Short recording from the Voice of Indonesia

Many thanks to SWLing Post contributor, Dan Greenall, who writes:

This is a follow up to the SWLing Post article from last May informing about a frequency change at the Voice of Indonesia from 4750 to 4755 kHz.

My long time friend Ken (VE3HLS) has been retired and living in northern Thailand for several years now. He continues to enjoy his radio hobby from that location, and recently sent me a recording he made of the Voice of Indonesia on 4755 kHz:

He states:

“It’s not a vintage recording from back in the 70s. It’s from last night! I was tuning around and found the Voice of Indonesia booming in on 4755 kHz in English, no less!”

It reminded me of the good old days so I thought I would pass it along to share with the group.

73

Dan Greenall VE3HLC

Thank you Dan and Ken for sharing this recording!

Spread the radio love

2 thoughts on “Short recording from the Voice of Indonesia

    1. qwertyamdx

      No, DRM on HF would not sound like FM, because the sound transmitted via DRM on the HF bands is highly compressed, the bitrates are ca. 30 kbps (even less than what dial-up could deliver in the late 90s) which results in considerably distorted quality with lots of digital artifacts. FM radio is not digitally compressed, which means absolutely no distortion of the transmitted signal.

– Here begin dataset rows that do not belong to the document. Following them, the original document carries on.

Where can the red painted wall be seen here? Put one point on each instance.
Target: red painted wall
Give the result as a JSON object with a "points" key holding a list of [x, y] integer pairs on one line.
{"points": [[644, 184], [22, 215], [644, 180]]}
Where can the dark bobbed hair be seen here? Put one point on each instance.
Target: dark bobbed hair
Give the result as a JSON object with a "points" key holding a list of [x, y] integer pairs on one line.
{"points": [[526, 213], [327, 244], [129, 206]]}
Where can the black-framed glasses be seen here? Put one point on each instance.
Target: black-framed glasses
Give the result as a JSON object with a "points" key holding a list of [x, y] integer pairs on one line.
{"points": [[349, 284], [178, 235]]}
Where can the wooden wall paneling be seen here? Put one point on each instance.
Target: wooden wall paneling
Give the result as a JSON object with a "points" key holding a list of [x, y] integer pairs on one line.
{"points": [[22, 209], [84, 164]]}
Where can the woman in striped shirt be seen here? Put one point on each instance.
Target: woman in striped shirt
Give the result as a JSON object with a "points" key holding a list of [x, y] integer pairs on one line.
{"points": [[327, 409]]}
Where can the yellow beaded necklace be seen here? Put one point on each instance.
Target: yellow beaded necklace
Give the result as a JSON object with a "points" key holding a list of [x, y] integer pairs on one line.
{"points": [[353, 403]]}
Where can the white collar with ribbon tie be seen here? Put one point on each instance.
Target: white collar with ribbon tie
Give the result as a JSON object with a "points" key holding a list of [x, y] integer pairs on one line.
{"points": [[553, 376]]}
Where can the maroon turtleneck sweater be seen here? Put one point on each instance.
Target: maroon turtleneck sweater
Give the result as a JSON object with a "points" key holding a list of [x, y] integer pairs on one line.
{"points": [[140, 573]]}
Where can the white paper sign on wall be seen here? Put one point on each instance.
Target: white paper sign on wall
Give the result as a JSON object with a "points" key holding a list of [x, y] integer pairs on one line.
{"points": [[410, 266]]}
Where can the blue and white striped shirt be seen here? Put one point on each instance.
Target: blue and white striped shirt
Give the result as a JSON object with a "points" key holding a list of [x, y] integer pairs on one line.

According to the results of independent tests conducted by HydrogenAudio forum members (google: “Personal Listening Test of AAC-LC and xHE-AAC at 96kbps and 128kbps”), even the newest xHE-AAC codec delivers only “perceptible, but not annoying” sound with 96 kbps. DRM on HF cannot deliver such high transmission speed. It would have need to be increased at least 5 times for the delivered sound to be indistinguishable from the one transmitted via FM radio. DRM was not able to enhance the transmission speed during the last 2 decades, so it’s highly unlikely they’ll be able to do it now.

      As for the DRM implementation in Indonesia, do you have some info about the stations that transmit DRM signals on the FM band? How many of them are on the air? What types of DRM receivers are available in Indonesia? Which models of DRM receivers have implemented the Emergency Warning Functionality?